Injuries painful to GMs

KIRK PENTON -- Sun Media

, Last Updated: 10:47 AM ET

The season hasn't even started yet, and Brendan Taman is already over budget.

That's not a good thing in the new CFL.

The eight-team loop has punting and special teams rule changes this season, but the new law that will have the most impact will occur in the accountant's office thanks to the salary management system.

Taman, the Winnipeg Blue Bombers GM, and the rest of his management brethren must now keep one eye on the field and one eye on the books. Each team has $4.05 million to spend this season, and breaching that ceiling will result in fines or forfeiture of draft picks.

Salaries, plane tickets for wives, game tickets, hotel bills, shoes, gloves, socks, performance bonuses and public appearance payments will all count against the cap.

"We have started an audit already, and all teams are complying with that audit," commissioner Mark Cohon said yesterday. "This is of the utmost importance in my role as commissioner. It is critical."

Taman believes all teams are ready to play along.

"You can tell in the moves that nobody's going nutso on faking injuries and all that stuff," Taman said. "You can tell already that people are buying into it."

The biggest concern for the league's GMs is injuries. The more injured players a team has, the more salary it has to pay because it has to keep more bodies around to fill out the game roster.

Most teams currently have between one and four injured players. In years past, they would hide at least a dozen "injured" players.

Taman has eight players in sick bay to start the season, which is why he's already spent more than planned.

"We budgeted for two waived-injured guys a week," he said. "But right now we're at eight, so that's not going over well with some people I work with.

"So it's a challenge, there's no doubt about it. And it's very stressful."

Teams created extra cap space last November when they handed out bonuses to dozens of players before the SMS kicked in on Nov. 20. Since that bonus money went on the 2006 books, several star players this season are technically playing for $40,000 or $50,000 after receiving $100,000 bonuses last fall.

That loophole won't be available next winter, so the true value of each player in the new SMS landscape will be known then.

NEW RULES: The two rules changes that are expected to have the most impact on the field this season involve punting and special teams blocking.

Punters are no longer allowed to boot the ball out of bounds between the 20-yard lines in the air. The receiving team can either take the ball where it went out of bounds or force the offending team to punt again after a 10-yard penalty.

"It can be nerve-wracking sometimes, knowing that if you get a hold of one and you are directional kicking, you'll probably kick it out of bounds," Bombers punter Pat Fleming said.

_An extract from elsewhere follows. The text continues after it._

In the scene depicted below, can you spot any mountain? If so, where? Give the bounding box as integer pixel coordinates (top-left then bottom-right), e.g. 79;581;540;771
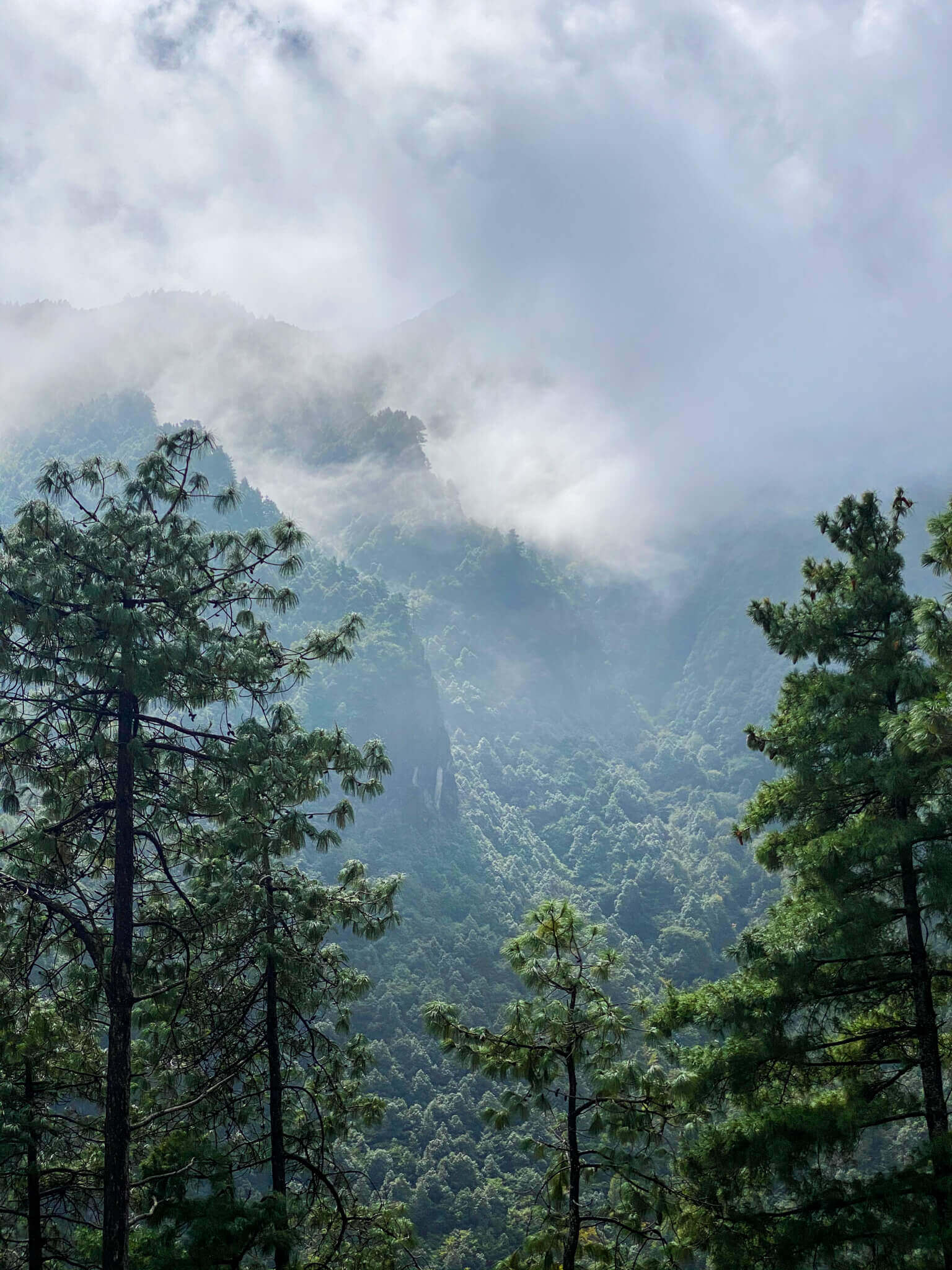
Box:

"So you have to really focus on your accuracy. Sometimes you have to take off power to focus on your accuracy, which can be frustrating."

Meanwhile, the league changed the illegal block rule back to the way it was in 2005. Players on return teams can once again make contact on 70% of an opponent's body, unlike last season when 50% was off limits.

The one-year rule change resulted in only three return touchdowns in 2006.